BALANCE … I’m not sure it’s possible with the self-made man. Balance is an elusive nirvana, a fiction for the coasters in life. This is what my self-driving brain says in a loop.
Walk in the field. Do yoga. Call a friend. A few days of such behavior and I’m worried I’ll never produce things again. My husband told me he was proud of how I was handling suddenly taking care of his two elderly parents in our home. The loop in my head says production is all that matters. Care-giving is just what you do when you’re not intensely involved in your self-made habit. His compliment fell on deaf ears.
Like any addict I have moments of clarity. Life can’t only be about joyfully serving your ego and amassing material accomplishments. I am a Christian after all and believe (mostly on an intellectual level) that serving others and appreciating God’s creation outside my window are good, important things, yet I struggle to put any of it joyfully into action when there’s work to be done.

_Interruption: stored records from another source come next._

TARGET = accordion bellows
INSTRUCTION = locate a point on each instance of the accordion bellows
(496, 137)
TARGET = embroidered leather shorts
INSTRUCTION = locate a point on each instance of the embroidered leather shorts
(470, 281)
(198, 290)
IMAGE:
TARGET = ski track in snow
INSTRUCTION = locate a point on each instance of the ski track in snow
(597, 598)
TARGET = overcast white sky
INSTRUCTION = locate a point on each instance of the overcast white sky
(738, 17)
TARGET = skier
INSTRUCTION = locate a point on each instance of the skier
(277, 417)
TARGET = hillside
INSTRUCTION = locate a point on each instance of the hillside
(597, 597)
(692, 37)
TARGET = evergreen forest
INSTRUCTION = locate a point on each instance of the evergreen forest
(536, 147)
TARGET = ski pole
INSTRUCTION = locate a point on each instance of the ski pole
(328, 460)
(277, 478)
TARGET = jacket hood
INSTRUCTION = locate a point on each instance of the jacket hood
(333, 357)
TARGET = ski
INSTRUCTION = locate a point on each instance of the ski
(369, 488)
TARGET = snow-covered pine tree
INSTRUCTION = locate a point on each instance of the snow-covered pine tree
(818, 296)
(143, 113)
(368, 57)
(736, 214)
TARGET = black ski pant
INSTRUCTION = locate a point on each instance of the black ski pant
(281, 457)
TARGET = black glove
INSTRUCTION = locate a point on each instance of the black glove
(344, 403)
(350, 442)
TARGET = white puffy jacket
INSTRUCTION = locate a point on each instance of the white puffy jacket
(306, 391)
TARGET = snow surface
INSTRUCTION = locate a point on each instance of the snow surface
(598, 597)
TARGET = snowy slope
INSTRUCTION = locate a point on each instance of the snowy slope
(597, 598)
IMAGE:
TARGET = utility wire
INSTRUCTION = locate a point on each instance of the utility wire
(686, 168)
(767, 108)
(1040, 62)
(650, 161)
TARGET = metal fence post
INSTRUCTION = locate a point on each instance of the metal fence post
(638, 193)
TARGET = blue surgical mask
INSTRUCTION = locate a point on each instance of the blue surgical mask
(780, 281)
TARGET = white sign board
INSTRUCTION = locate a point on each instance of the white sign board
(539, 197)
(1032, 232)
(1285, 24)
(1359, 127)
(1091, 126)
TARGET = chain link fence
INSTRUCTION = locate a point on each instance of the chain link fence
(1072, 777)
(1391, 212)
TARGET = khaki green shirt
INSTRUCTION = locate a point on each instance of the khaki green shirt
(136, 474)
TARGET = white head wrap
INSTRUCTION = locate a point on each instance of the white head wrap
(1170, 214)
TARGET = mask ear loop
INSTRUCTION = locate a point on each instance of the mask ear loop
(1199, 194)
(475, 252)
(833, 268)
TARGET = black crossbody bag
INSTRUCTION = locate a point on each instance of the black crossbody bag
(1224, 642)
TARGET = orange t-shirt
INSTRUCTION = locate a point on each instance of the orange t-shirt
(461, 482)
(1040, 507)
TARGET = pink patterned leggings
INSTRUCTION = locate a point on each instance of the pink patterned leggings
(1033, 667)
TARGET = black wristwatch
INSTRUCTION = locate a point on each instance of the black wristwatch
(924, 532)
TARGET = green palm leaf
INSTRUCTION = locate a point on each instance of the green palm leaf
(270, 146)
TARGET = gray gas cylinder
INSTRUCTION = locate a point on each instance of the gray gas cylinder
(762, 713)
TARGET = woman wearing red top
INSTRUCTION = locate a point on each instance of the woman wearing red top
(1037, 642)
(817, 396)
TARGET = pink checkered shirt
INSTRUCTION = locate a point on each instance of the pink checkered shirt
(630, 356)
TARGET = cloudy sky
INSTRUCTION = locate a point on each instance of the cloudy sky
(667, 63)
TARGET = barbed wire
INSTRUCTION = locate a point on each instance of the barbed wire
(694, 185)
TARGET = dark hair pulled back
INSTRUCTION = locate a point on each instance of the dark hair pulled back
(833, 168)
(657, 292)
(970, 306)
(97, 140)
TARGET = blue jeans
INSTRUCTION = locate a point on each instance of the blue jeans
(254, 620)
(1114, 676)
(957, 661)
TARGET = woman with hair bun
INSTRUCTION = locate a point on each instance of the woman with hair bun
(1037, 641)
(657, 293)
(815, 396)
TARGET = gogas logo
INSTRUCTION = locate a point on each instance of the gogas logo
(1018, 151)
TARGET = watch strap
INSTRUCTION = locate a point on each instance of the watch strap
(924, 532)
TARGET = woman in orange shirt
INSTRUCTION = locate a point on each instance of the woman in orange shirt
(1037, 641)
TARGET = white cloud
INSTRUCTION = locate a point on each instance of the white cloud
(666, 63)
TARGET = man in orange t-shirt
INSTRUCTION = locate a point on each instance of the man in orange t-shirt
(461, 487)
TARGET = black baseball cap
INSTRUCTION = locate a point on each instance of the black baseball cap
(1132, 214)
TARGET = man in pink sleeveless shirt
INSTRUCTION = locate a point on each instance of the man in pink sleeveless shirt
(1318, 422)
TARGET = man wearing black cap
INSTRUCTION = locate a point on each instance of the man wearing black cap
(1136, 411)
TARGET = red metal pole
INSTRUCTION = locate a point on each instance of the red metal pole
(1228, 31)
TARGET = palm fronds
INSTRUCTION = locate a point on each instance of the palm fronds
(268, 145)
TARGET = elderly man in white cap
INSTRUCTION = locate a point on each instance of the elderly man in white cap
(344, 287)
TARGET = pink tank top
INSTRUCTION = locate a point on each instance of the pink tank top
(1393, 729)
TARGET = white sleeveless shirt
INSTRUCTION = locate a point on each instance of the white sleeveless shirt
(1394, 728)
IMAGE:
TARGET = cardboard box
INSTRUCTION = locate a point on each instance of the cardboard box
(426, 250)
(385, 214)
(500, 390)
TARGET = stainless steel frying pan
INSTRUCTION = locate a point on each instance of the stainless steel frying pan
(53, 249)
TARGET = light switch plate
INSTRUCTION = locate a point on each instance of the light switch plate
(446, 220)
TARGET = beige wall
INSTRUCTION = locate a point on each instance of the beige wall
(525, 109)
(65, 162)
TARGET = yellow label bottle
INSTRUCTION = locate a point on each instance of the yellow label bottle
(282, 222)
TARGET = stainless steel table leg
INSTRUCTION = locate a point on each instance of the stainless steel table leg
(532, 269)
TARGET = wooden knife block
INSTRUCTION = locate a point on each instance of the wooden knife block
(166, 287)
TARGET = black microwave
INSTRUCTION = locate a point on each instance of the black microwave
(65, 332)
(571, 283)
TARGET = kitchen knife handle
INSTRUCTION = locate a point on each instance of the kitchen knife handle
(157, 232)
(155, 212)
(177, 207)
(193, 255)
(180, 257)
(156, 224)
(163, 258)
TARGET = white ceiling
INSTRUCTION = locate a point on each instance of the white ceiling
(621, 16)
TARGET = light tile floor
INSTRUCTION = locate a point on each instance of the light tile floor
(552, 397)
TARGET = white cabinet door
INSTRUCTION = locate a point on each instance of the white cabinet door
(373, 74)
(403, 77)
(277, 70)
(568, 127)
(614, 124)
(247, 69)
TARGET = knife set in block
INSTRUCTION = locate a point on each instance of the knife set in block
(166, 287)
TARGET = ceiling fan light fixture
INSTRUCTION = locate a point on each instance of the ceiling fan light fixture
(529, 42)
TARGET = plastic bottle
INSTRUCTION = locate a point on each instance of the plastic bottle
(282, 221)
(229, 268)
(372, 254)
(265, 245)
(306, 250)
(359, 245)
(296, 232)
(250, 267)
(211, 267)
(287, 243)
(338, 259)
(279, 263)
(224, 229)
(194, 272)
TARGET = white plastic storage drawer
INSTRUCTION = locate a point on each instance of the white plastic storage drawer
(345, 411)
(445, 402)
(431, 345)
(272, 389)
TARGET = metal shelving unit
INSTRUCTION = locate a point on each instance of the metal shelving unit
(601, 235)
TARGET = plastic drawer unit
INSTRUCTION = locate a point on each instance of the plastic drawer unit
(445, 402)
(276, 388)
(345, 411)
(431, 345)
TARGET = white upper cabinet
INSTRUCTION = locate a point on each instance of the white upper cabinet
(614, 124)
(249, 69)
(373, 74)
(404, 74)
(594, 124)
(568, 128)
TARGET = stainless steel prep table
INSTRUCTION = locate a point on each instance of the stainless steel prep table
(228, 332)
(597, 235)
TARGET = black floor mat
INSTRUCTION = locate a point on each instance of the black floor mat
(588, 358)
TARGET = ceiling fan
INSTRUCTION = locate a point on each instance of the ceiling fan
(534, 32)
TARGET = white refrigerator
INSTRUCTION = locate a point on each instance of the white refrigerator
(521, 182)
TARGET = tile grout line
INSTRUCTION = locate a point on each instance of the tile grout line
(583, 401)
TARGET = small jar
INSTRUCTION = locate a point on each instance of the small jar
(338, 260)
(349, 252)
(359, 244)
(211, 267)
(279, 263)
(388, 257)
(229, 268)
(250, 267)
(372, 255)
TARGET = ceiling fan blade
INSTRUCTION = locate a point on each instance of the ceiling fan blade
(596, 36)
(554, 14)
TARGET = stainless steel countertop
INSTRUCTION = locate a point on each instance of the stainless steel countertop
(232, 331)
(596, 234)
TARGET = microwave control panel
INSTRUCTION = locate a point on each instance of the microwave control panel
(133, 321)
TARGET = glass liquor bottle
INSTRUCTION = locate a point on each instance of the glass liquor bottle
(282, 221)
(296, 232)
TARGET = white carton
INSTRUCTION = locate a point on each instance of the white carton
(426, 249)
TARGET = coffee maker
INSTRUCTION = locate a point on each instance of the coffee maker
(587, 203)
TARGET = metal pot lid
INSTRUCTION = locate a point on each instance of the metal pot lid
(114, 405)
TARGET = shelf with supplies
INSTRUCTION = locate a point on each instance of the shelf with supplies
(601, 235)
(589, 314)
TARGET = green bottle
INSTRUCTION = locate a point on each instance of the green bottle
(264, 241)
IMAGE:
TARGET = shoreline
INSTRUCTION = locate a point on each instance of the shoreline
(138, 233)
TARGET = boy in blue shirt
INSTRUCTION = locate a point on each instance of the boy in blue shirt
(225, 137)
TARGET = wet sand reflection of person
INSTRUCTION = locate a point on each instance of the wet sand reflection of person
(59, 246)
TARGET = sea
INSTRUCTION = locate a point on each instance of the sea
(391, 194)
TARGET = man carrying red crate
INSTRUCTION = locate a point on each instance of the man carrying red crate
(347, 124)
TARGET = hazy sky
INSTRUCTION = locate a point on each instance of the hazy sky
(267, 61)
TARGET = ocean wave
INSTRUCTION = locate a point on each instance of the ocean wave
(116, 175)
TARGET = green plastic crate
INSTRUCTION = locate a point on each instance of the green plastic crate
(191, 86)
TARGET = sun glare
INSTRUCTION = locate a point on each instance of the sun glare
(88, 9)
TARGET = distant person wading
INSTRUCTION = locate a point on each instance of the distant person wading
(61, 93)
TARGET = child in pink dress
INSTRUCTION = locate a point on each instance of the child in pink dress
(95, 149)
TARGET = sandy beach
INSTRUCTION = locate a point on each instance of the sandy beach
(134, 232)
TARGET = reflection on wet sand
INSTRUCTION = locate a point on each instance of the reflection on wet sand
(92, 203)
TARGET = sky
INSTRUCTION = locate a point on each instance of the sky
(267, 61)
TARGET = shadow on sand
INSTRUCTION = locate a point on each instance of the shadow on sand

I seriously believe God is cool with me obsessively thinking about writing … well if you knock off the obsessive part. Vincent Gallo’s quote paints a picture I admire and am troubled by. America has always been a place where most people have a chance to rise above perceived castes. I think obsessing about victimhood is more deadly than obsessing about success, but addiction (and aren’t we a nation of addicts in one way or another?) is getting things out-of-order. We fill that part of ourselves meant for God with something less than God. And then we wonder where God is.
Tell me what you think about working too hard. Is there such a thing? How does your work affect how you relate to the divine?